A Look Ahead to 2016

In the December 28th issue of Pensions & Investments, a group of investment strategists was polled regarding their outlook for the markets in the new year.  The panel consisted of Krishna Memani, chief investment officer and head of fixed income of OppenheimerFunds Inc.;  James Paulsen, executive vice president and chief investment strategist of Wells Capital Management;  A. Gary Shilling, president and economist at A. Gary Shilling & Co. Inc. and Tim Hopper, managing director and chief economist of TIAA-CREF.


  • Mr. Memani is modestly bullish on equities, predicting returns in the mid- to high single digits only.  He is negative on fixed income.
  • Mr. Paulsen likes international equities and real assets - real estate, commodities, etc.  He is negative on fixed income. 
  • Mr. Shilling likes 30-year Treasury bonds and the U.S. dollar.  He is short commodities.
  • Mr. Hopper likes international equities.  He is negative on fixed income.



The issues discussed included the list below:

Factors for 2016

  • U.S. economic growth
  • Different actions by Central Banks
  • Falling commodity prices
  • China
  • Geopolitics
US economic growth is being forecast between 2% and 3%.  Mr. Shilling is at the low end and Messrs. Hopper and Paulsen are at the high end of the spectrum.  Mr. Shilling views this as the continuing deleveraging process from the credit crisis.  "...we are eight years into..." a ten year process.

Much ado has been made about the Federal Reserve's raising the interest rate by a quarter point.  Elsewhere, in Europe, China and Japan, the central banks have been adding monetary stimulus to their economies.  Mr. Paulsen said, "...the U.S. is at full employment and is going to have to tighten...The U.S. has crossed over (into) full employment, while no one else is even close to it."  

The other stimulus for the world has been the fall in commodity prices, especially crude oil.  There has been an excess of supply in the world with U.S. shale oil production, Iranian sanctions to be lifted and no cooperation among OPEC members.

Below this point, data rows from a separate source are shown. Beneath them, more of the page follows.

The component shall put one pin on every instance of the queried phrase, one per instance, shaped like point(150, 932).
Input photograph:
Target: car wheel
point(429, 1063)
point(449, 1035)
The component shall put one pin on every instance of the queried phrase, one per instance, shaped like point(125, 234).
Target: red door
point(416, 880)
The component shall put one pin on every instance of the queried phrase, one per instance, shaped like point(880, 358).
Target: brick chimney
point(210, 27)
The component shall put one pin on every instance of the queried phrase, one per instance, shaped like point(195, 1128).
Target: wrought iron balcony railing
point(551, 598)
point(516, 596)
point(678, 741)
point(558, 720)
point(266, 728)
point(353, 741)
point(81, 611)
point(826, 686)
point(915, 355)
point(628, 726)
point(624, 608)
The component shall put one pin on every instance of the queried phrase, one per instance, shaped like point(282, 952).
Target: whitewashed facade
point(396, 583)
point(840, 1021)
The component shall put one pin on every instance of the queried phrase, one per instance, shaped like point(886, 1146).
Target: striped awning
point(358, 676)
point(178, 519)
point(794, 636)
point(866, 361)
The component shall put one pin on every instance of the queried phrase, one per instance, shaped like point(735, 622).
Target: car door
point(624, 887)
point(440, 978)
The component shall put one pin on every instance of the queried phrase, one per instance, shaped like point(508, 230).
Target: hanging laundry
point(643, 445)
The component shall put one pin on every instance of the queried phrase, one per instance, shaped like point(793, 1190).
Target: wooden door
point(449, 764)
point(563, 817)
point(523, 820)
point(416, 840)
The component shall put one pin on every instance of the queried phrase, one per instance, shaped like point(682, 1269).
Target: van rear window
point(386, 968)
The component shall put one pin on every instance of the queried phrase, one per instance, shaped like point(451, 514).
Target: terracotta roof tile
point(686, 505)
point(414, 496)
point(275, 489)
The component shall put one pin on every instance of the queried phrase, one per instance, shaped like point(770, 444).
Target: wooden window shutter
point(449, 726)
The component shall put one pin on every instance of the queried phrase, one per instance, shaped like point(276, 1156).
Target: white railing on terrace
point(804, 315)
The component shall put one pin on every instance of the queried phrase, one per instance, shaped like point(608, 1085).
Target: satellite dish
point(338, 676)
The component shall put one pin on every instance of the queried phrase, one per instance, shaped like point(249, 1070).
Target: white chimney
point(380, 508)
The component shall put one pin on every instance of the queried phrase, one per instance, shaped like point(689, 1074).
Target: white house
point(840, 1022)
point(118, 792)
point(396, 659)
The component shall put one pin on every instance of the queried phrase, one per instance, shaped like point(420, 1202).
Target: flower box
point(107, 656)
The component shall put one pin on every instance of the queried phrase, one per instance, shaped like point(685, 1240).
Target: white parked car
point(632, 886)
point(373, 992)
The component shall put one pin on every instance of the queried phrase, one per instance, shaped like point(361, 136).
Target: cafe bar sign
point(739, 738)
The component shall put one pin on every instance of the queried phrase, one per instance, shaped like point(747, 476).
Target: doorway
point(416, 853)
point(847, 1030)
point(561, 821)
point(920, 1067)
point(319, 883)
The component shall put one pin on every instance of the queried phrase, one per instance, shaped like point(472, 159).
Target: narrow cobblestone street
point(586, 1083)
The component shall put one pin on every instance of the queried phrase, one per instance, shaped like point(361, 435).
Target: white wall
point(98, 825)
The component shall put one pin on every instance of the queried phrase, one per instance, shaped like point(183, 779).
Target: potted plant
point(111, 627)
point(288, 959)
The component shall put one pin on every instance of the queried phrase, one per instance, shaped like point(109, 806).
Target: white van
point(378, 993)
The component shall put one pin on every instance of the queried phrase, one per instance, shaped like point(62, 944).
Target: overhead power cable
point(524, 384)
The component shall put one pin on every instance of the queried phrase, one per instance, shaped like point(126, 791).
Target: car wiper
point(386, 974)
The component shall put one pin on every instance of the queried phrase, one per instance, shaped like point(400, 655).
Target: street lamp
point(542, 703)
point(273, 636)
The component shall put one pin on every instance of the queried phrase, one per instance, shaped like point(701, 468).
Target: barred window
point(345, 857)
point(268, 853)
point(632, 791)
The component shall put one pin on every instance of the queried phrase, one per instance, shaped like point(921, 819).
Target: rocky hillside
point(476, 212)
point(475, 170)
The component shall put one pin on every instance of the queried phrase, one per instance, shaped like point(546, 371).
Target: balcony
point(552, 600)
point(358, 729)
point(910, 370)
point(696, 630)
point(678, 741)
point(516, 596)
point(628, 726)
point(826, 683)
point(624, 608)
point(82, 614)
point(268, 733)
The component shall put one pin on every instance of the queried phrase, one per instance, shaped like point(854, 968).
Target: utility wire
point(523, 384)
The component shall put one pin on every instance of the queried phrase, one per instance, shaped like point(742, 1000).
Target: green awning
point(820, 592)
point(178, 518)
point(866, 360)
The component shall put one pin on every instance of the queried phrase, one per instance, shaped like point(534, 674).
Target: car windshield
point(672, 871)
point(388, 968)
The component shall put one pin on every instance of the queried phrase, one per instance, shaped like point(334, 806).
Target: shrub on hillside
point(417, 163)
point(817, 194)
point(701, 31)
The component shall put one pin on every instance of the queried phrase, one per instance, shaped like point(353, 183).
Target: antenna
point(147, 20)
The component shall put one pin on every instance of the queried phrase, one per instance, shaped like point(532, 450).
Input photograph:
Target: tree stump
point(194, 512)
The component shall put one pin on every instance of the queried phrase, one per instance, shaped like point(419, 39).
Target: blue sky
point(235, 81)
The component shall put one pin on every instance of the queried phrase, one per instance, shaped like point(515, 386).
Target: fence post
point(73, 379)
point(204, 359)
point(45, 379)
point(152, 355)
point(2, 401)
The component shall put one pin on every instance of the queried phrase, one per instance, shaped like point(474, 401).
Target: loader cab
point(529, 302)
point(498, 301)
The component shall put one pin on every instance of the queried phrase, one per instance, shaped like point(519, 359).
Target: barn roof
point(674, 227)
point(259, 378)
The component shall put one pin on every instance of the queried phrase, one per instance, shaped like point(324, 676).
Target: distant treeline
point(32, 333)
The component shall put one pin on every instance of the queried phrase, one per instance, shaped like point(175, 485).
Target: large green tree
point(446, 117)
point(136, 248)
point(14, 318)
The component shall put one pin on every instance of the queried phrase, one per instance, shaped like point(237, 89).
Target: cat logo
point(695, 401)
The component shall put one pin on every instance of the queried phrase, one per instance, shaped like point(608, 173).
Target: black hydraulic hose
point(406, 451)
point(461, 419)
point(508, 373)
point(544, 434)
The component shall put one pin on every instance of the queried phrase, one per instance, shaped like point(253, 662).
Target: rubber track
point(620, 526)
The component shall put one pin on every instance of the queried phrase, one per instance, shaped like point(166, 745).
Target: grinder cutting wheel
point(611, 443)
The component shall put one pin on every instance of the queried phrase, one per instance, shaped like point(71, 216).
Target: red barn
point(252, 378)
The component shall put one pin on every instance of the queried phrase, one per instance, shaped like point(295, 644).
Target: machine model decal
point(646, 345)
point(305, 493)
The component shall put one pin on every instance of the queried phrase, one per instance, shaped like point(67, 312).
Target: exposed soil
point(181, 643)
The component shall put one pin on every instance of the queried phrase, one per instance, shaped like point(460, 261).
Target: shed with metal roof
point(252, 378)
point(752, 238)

China will continue to slow down according to Mr. Memani and may place "deflationary pressures...That will depress prices and create intense bouts of volatility".  Mr. Shilling pointed out that it is still an export driven economy despite the efforts of the Chinese government to change to a consumer based economy.  If the western economies are growing slowly, then China and the emerging markets will be impacted.

The strategists did not view geopolitics as affecting investments, even with the ongoing U.S. presidential race.  Investors should be have enough diversification in their portfolios to handle any events.  Mr. Shilling did not agree.  Investors buy Treasuries and the U.S. dollar in these instances, same as in 2007.